Os queijos após a secagem devem ser destinados para câmara de maturação dispostos em prateleiras especiais que permita a circulação total de ventilação entre ambas as faces e laterais dos mesmos.

O mofo é pulverizado sob a forma de uma solução com água destilada na dosagem de 800 ml de solução para cada 100 litros de leite. A câmara também deverá ser pulverizada diariamente, afim de, se formar um ambiente mais propicio ao desenvolvimento do Penicillium.

O crescimento do mofo é observado a partir de 6 a 8 dias (o queijo tende a ficar “embaçado”) com seu crescimento pronunciado entre 10 a 15 dias. 

Embalagem:

Após este período e observado o crescimento satisfatório que corresponde a um manto aveludado e uniforme de mofo branco, sem manchas, estrias ou qualquer outro fungo de natureza estranha, o queijo deverá ser embalado em papel alumínio e finalmente armazenado em câmara de estocagem de produtos acabados.

PONTOS IMPORTANTES NA FABRICAÇÃO DE QUEIJOS MOFADOS

1. Controle da salmoura:

A acidez da salmoura deve estar rigorosamente regulada para a faixa de 33 a 42ºD (média ideal de 35ºD – graus Dornic) e pH de 4,7 a 4,8.

Semanalmente a salmoura deve ser filtrada, corrigida em seu teor de sal e acidez, fervida (90ºC/ 30 minutos), decantada, filtrada, resfriada, novo ajuste de pH.

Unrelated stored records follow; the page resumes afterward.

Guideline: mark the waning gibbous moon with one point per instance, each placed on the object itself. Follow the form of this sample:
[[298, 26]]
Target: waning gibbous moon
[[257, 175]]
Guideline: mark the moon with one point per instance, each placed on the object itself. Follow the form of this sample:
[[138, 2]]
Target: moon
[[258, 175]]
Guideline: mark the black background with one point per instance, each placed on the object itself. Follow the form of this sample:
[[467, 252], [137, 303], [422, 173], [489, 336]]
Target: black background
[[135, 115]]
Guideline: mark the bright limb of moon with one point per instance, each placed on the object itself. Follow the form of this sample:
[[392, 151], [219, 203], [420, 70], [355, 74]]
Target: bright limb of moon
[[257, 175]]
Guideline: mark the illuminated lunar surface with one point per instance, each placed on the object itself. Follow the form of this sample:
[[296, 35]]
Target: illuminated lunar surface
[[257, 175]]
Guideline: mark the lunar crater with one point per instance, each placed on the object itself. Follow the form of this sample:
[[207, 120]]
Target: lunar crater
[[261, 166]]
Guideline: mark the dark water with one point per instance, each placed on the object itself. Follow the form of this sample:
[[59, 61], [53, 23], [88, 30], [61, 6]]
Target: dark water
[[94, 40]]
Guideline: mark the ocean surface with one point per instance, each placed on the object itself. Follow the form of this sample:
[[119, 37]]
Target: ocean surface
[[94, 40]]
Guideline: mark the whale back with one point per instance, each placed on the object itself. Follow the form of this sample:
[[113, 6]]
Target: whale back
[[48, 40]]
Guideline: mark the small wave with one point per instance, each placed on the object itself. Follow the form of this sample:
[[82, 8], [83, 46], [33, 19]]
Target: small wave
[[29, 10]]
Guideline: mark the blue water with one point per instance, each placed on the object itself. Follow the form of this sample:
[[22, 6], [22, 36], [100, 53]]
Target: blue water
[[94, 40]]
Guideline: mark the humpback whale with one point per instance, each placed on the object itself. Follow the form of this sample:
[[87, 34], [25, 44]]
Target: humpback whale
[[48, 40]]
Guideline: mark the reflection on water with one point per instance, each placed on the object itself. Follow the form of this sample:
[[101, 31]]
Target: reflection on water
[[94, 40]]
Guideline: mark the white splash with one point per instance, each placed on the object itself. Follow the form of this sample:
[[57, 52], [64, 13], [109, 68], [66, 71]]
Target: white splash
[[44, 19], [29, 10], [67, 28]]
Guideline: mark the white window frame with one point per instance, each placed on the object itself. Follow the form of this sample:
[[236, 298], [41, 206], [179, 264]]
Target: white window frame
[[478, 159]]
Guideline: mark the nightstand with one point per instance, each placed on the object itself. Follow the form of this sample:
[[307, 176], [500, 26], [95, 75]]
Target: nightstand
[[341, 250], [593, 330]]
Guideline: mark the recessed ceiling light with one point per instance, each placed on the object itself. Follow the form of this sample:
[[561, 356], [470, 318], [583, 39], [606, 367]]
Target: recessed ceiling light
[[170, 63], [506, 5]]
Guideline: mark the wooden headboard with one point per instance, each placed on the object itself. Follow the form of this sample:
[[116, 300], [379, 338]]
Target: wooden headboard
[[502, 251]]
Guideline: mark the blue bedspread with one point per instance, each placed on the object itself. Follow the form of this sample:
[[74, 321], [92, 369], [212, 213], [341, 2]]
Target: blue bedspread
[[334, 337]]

2. Controle do pH do queijo:

O pH ideal para o crescimento satisfatório do Penicillium é de 4,8 (medição rigorosa após a salga).

Como deve ser a evolução do pH no decorrer de uma fabricação de queijos mofados (ideal):

pH do leite inicial: 6,6 a 6,8

pH do leite após a pré-maturação: 6,5 a 6,6

pH do soro no momento do corte: 6,2 a 6,4

pH do soro no momento do ponto: 6,0 a 6,2

pH do queijo após a fabricação: 5,8 a 6,1

pH do queijo após 4 horas decorridos da fabricação: 5,0 a 5,2

pH do queijo no dia seguinte: 4,7 a 4,8   

O pH e sua importância tecnológica:

A escala usual de pH vai de 0 a 14. O ponto médio da escala, pH 7, representa o pH da água pura, que é neutra, portanto não é ácida nem básica porque as concentrações de íons de Hidrogênio e Hidroxilas são iguais.

Abaixo do pH 7, maior é a concentração em sentido decrescente, de íons de Hidrogênio, portanto mais ácido será o meio, da mesma forma que se distância do ponto neutro para o outro extremo da escala que é de 14 (alcalino).

Exemplos de algumas medições de pH:

Produto

pH

Ácido clorídrico

1,1

Ácido cítrico (corretor ácido)

2,2

Ácido acético (vinagre)

2,9

Suco de tomate

4,2

Iogurte

4,6

Café

5,0

Massa fermentada

5,2

Requeijão cremoso

5,8

Queijo de coalho

6,0

Água de chuva

6,2

Leite

6,8

Água pura

7,0

Bicarbonato de sódio (0,1 M)

8,4

Sal fundente (polifosfatos)

9,2

Leite de magnésia

10,5

Amônia (0,1M)

11,1

Hidróxido de cálcio

12,4

Hidróxido de sódio (0,1 M)

13,0

Para a variação de uma unidade de pH, a concentração muda segundo um fator de dez. Por exemplo, um meio com pH 2 tem uma concentração de íons Hidrogênio que é dez vezes maior do que um meio que tenha o pH 3. Para medição do pH utiliza-se o “pHmetro” (peagâmetro) que através do eletrodo, responde a concentração de íons de Hidrogênio.      

3. Controle de umidade do ambiente de maturação:

A umidade é um dos reguladores de uma boa tecnologia para queijos mofados e variações da mesma resultam em defeitos irreversíveis no lote obrigando seu descarte.

A umidade elevada e fora de controle favorece o crescimento de “pêlo de gato”, que é um mofo oportunista, depreciando o queijo em sua aparência e em seu sabor uma vez que altera, sua proteólise normal resultando principalmente em formação de sabor amargo.

Baixa umidade, torna o queijo ressecado e impede o crescimento do Penicillium, conseqüentemente descaracterizando o queijo.